Probability Box with Kernel Density Estimation

Weather forecasts got me thinking about data. A simple historical table — temperature, humidity, rain — and the question: given all this data, what can I actually say about the probability of different combinations of conditions occurring together?

That question led me to build what I started calling a “probability box” — a structure that turns a dataset into a queryable probability space. Once you have it, you can ask about cumulative probabilities: the probability that temperature is above X and humidity is below Y and rain is below Z, all at once.

There are various ways to build this. I went with Kernel Density Estimation because it makes minimal assumptions about the underlying distributions.

Let’s walk through an example.

library(ks)
library(data.table)
library(plotly)
# Generating Random Data with Three Variables
set.seed(1)
n <- 1000
temp <- rnorm(n,mean=25,sd=2.47)
hum <- rnorm(n,mean=15,sd=0.2)
rain <- rnorm(n,mean=3.46,sd=4.07)
xyz <- cbind(temp, hum, rain)

Three variables: temperature in Celsius, humidity as a percentage, rain in millimeters.
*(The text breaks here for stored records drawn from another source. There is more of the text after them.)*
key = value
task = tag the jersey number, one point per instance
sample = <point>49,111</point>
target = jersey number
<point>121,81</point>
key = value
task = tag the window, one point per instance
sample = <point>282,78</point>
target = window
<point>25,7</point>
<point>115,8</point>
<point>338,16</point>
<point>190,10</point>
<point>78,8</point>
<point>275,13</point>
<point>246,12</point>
Generated independently here, but the approach works the same with correlated real data.

Kernel Density Estimation (KDE) estimates the probability density function of the data non-parametrically — no assumption that the data follows a normal distribution or any other named family. It places a kernel (typically a Gaussian) at each data point and sums them up to get a smooth density estimate.
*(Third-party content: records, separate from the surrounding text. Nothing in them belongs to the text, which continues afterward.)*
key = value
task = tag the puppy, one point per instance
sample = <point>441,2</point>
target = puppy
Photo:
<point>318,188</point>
To compute probabilities over regions of the joint space, we need to evaluate the KDE on a grid. The grid resolution determines how precisely you can answer probability queries — finer grids give more accurate estimates at the cost of computation time and memory.

# Setting up Grid for KDE
temp_min <- min(temp)
temp_max <- max(temp)
cx <- 0.1

hum_min <- min(hum)
hum_max <-max(hum)
cy <- 0.1

rain_min <- min(rain)
rain_max <- max(rain)
cz <- 0.1

pts.x <- seq(temp_min, temp_max, cx)
pts.y <- seq(hum_min, hum_max, cy)
pts.z <- seq(rain_min, rain_max, cz)

pts <- expand.grid(temp = pts.x, hum = pts.y, rain = pts.z)

Now run KDE on the grid.

# Performing KDE
f_kde <- kde(xyz, eval.points = pts)

Before doing anything with the estimates, it’s worth checking that they integrate to 1 over the full space — a basic sanity check that the density is properly normalized.
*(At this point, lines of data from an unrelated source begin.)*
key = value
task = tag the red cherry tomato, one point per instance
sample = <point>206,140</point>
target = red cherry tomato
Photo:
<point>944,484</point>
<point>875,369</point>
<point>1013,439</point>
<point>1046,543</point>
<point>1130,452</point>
# Assigning KDE Estimates to Data Frame
pts$est <- f_kde$estimate

# Checking KDE Integration
integration_check <- sum(pts$est) * cx * cy * cz

# Displaying the result of the integration check
cat("Integration Check Result:", integration_check, "\n")
Integration Check Result: 0.9945768 

Good. Now the probability queries. To find the cumulative probability over a region, filter to that region and sum the densities multiplied by the grid cell volume. For example: probability of temperature above 17, humidity below 20, and rain below 5.

# Querying Cumulative Probability in a Specific Area

setDT(pts)
cumulative_prob_area <- pts[temp >17 & hum <20  & rain <5, .(pkde = sum(est) * cx * cy * cz)]

cat("Cumulative Probability in Area:", cumulative_prob_area$pkde, "\n")
Cumulative Probability in Area: 0.6370082 

Finding the most probable combination of values is just finding the point with maximum density.

# Find the index of the maximum density
max_density_index <-which.max(f_kde$estimate)

# Extract the corresponding combination of values from the grid
print(pts[max_density_index, c("temp", "hum", "rain")], row.names = FALSE)
     temp      hum     rain
    <num>    <num>    <num>
 24.47012 14.94936 3.453885

One caveat worth mentioning: this approach treats the three variables as if their dependence structure can be captured entirely by the joint KDE. For the synthetic data here, where the variables were generated independently, that’s not a problem. With real data where the variables are correlated — especially in the tails — a copula-based approach would be more appropriate, because copulas explicitly model the dependence structure separately from the marginals.

KDE also tends to struggle with heavy-tailed distributions. If your data has extreme values that matter, the density in the tails will be underestimated. Again, copulas are a better tool in that regime.

For exploratory work with moderate data and no extreme tail behavior, though, this is a fast and interpretable approach. The probability box gives you a queryable view of your data’s multivariate structure with very few assumptions — which is often exactly what you want when you’re first trying to understand what’s going on.